Letter

Nature 462, 74-77 (5 November 2009) | doi:10.1038/nature08482; Received 20 July 2009; Accepted 3 September 2009

A quantum gas microscope for detecting single atoms in a Hubbard-regime optical lattice

Waseem S. Bakr1, Jonathon I. Gillen1, Amy Peng1, Simon Fölling1 & Markus Greiner1

  1. Harvard-MIT Center for Ultracold Atoms and Department of Physics, Harvard University, Cambridge, Massachusetts 02138, USA

Correspondence to: Markus Greiner1 Correspondence and requests for materials should be addressed to M.G. (Email: greiner@physics.harvard.edu).

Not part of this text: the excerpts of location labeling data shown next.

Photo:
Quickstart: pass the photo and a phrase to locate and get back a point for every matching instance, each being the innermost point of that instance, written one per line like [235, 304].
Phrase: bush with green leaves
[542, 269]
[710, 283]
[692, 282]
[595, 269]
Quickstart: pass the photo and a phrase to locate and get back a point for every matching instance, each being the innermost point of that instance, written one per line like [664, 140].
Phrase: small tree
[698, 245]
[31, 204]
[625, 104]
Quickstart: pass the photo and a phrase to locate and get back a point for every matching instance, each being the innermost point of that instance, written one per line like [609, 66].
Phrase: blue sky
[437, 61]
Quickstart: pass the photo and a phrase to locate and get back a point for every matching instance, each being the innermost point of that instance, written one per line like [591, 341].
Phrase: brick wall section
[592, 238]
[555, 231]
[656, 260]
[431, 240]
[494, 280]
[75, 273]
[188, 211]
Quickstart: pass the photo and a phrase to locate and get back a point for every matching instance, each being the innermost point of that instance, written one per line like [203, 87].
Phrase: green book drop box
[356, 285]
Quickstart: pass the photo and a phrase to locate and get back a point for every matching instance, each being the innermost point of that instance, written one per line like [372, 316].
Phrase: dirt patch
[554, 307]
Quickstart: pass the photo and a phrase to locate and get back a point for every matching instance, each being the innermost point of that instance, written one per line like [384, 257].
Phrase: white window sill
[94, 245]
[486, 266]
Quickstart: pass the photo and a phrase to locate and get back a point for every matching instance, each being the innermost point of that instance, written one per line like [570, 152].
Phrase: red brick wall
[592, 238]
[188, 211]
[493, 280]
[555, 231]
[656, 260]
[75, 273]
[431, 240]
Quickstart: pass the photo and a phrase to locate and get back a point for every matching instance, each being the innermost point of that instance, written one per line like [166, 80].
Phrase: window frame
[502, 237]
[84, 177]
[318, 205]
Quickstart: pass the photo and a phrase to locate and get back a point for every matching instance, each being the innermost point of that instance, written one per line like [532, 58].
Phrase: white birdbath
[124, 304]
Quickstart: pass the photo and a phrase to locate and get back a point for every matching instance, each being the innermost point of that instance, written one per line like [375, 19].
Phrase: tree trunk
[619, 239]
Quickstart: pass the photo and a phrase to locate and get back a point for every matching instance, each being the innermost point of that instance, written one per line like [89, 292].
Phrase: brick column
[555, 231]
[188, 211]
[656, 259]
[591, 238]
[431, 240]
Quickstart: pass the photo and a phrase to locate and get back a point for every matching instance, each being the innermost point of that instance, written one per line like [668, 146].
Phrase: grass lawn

Recent years have seen tremendous progress in creating complex atomic many-body quantum systems. One approach is to use macroscopic, effectively thermodynamic ensembles of ultracold atoms to create quantum gases and strongly correlated states of matter, and to analyse the bulk properties of the ensemble. For example, bosonic and fermionic atoms in a Hubbard-regime optical lattice1, 2, 3, 4, 5 can be used for quantum simulations of solid-state models6. The opposite approach is to build up microscopic quantum systems atom-by-atom, with complete control over all degrees of freedom7, 8, 9. The atoms or ions act as qubits and allow the realization of quantum gates, with the goal of creating highly controllable quantum information systems. Until now, the macroscopic and microscopic strategies have been fairly disconnected. Here we present a quantum gas 'microscope' that bridges the two approaches, realizing a system in which atoms of a macroscopic ensemble are detected individually and a complete set of degrees of freedom for each of them is determined through preparation and measurement. By implementing a high-resolution optical imaging system, single atoms are detected with near-unity fidelity on individual sites of a Hubbard-regime optical lattice. The lattice itself is generated by projecting a holographic mask through the imaging system. It has an arbitrary geometry, chosen to support both strong tunnel coupling between lattice sites and strong on-site confinement. Our approach can be used to directly detect strongly correlated states of matter; in the context of condensed matter simulation, this corresponds to the detection of individual electrons in the simulated crystal. Also, the quantum gas microscope may enable addressing and read-out of large-scale quantum information systems based on ultracold atoms.